• ÉQUERRE & COMPAS des Francs-maçons & L’O D’ODILE

    ÉQUERRE & COMPAS des Francs-maçons & L’O D’ODILE

     

    Ruelle de l'or à Prague ou logeaient les alchimistes

    Si les Franc-maçon actuels mènent leur vie et leurs « initiations » à leur manière selon les aléas des pressions philosophiques et politico-spirituelle du moment, leurs concepts sont ce qu’ils sont. Cet aspect n’est pas au cœur de mon propos.

    La Franc-maçonnerie – indépendamment des individus qui disent la constituer actuellement et depuis sa réforme du XVIIIe siècle – m’intéresse car elle reste immuable et prend ses racines dans le néolithique des pêcheurs-cueilleurs et peut-être même dans le paléolithique. Cette civilisation de la pierre taillée, ou des tailleurs de pierre, donna naissance mystérieusement aux plus anciennes civilisations.
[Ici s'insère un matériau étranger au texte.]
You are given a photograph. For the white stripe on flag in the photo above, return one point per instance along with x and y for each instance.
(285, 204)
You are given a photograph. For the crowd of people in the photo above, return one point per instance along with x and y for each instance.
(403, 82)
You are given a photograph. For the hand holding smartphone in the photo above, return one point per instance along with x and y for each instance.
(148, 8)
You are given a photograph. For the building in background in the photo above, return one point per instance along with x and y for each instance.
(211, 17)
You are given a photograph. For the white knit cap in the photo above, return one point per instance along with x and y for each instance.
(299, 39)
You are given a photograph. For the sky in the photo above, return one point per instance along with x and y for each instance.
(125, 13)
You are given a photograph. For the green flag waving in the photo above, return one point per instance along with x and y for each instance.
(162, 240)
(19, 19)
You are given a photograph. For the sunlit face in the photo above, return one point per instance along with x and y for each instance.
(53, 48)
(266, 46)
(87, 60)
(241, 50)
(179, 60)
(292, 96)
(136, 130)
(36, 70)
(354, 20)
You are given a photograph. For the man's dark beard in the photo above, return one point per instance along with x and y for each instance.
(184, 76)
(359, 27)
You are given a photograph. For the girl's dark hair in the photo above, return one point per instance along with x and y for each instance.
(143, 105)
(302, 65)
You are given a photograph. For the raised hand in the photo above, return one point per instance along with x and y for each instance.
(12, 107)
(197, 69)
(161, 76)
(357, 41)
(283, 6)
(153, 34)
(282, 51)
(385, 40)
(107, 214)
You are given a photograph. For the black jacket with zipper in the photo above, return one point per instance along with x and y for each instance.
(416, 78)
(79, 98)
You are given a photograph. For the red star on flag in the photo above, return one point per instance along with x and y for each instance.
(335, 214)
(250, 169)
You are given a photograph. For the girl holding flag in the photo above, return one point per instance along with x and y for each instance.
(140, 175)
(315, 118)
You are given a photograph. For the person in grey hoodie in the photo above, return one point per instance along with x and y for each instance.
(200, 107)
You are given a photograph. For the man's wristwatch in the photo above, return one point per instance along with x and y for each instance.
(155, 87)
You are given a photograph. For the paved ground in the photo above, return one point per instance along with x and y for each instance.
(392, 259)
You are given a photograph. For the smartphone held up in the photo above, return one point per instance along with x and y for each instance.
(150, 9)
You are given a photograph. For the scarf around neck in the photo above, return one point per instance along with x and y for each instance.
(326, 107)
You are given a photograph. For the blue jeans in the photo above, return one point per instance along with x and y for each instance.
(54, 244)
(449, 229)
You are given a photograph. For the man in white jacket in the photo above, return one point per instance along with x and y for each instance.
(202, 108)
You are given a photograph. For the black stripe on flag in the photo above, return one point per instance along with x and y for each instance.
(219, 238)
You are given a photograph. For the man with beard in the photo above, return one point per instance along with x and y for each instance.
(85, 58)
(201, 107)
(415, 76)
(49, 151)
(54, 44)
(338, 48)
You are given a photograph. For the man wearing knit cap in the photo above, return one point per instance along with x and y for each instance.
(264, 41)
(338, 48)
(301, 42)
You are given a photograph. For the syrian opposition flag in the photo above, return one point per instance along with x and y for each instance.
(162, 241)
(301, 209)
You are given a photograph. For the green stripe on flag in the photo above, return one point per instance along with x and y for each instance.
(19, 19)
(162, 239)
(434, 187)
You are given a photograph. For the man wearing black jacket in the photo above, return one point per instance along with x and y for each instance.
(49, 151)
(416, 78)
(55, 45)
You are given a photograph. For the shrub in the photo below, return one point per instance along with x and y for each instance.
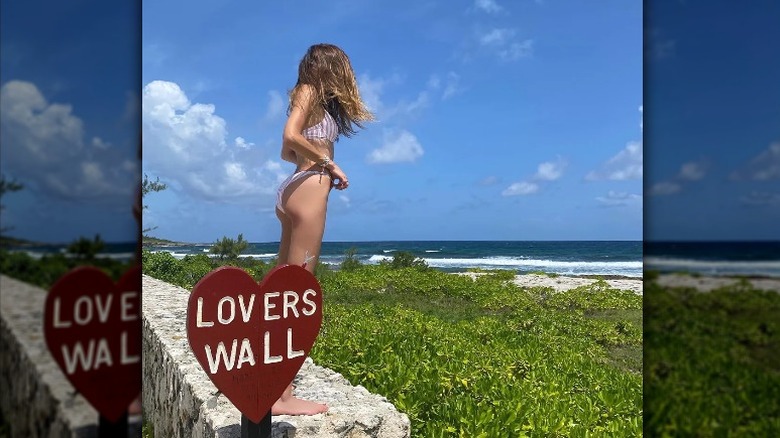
(350, 262)
(405, 259)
    Cet aspect échappe à la maçonnerie moderne qui établit ses fondements au XVIIIe siècle seulement en faisant table-rase du passé dans sa dimension spirituelle et initiatique directement issues, non pas d’un clergé mais de l’enseignement verbal du Christ lui-même. C’est cette particularité qui fit écrire à saint Jean, en conclusion de son Evangile, les lignes significatives suivantes :

    « Jésus a fait encore beaucoup d’autres choses ; et si on les écrivait en détail, je ne pense pas que le monde même pût contenir les livre qu’on écrirait. »
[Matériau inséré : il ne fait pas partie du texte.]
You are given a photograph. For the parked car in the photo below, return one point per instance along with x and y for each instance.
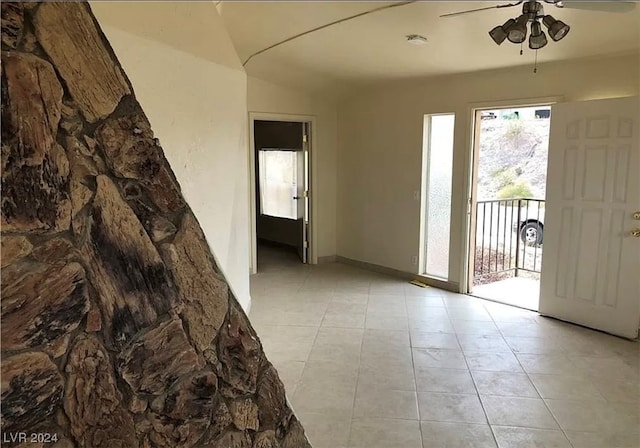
(531, 225)
(487, 115)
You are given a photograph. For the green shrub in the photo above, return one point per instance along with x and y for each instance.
(518, 190)
(503, 177)
(514, 131)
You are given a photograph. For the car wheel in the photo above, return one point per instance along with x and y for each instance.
(531, 233)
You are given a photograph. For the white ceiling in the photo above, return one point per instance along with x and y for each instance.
(373, 48)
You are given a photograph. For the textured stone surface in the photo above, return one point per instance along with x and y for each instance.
(157, 358)
(43, 304)
(54, 250)
(35, 169)
(70, 38)
(271, 401)
(203, 293)
(14, 248)
(31, 390)
(220, 423)
(233, 439)
(118, 328)
(133, 153)
(245, 414)
(131, 280)
(94, 320)
(266, 439)
(160, 228)
(12, 23)
(58, 347)
(180, 418)
(240, 353)
(92, 400)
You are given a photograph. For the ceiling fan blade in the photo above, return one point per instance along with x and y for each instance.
(611, 6)
(452, 14)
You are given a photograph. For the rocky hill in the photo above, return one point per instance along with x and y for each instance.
(513, 158)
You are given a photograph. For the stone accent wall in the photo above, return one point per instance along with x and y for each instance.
(118, 329)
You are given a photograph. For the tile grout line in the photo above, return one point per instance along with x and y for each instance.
(355, 392)
(413, 368)
(555, 419)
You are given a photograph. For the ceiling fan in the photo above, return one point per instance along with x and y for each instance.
(515, 30)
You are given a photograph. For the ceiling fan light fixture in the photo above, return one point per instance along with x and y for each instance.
(499, 33)
(416, 39)
(537, 39)
(518, 31)
(557, 28)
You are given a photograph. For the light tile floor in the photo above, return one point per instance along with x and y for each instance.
(372, 361)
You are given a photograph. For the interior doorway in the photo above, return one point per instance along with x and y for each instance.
(280, 189)
(506, 237)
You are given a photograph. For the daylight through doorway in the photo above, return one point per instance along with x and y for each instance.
(508, 204)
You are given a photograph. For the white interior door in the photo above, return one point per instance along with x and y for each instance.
(300, 198)
(591, 265)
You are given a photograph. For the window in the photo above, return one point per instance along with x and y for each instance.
(278, 183)
(437, 175)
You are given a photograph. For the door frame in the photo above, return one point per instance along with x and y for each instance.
(312, 231)
(471, 175)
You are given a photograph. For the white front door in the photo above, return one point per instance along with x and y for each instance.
(591, 266)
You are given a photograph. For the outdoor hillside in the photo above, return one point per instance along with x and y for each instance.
(513, 158)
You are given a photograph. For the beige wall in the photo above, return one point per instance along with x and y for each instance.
(190, 83)
(265, 97)
(380, 148)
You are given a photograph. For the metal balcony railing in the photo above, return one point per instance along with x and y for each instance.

    J’ignore si le Christ fit un discours sur l’équerre et le compas, mais à coup sur, sur leur signification profonde, rejoignant ainsi les préoccupations de « l’alchimiste de Bethléem – écrit Eugène Canseliet (disciple de Fulcanelli) à la page 159 de son ouvrage L’alchimie expliquée sur ses textes classiques – qui proposa l’arcane à ses disciples, en les identifiant avec la lumière du monde et le sel qui, malgré toute apparence, n’est évidemment pas le chlorure de sodium utilisé pour la cuisine :

    Vous êtes le sel de la terre. Car si le sel perdait sa force, avec quoi le salerait-on ? Il ne vaut rien de plus que d’être jeté et foulé aux pieds par les hommes. (Mathieu, V, 13)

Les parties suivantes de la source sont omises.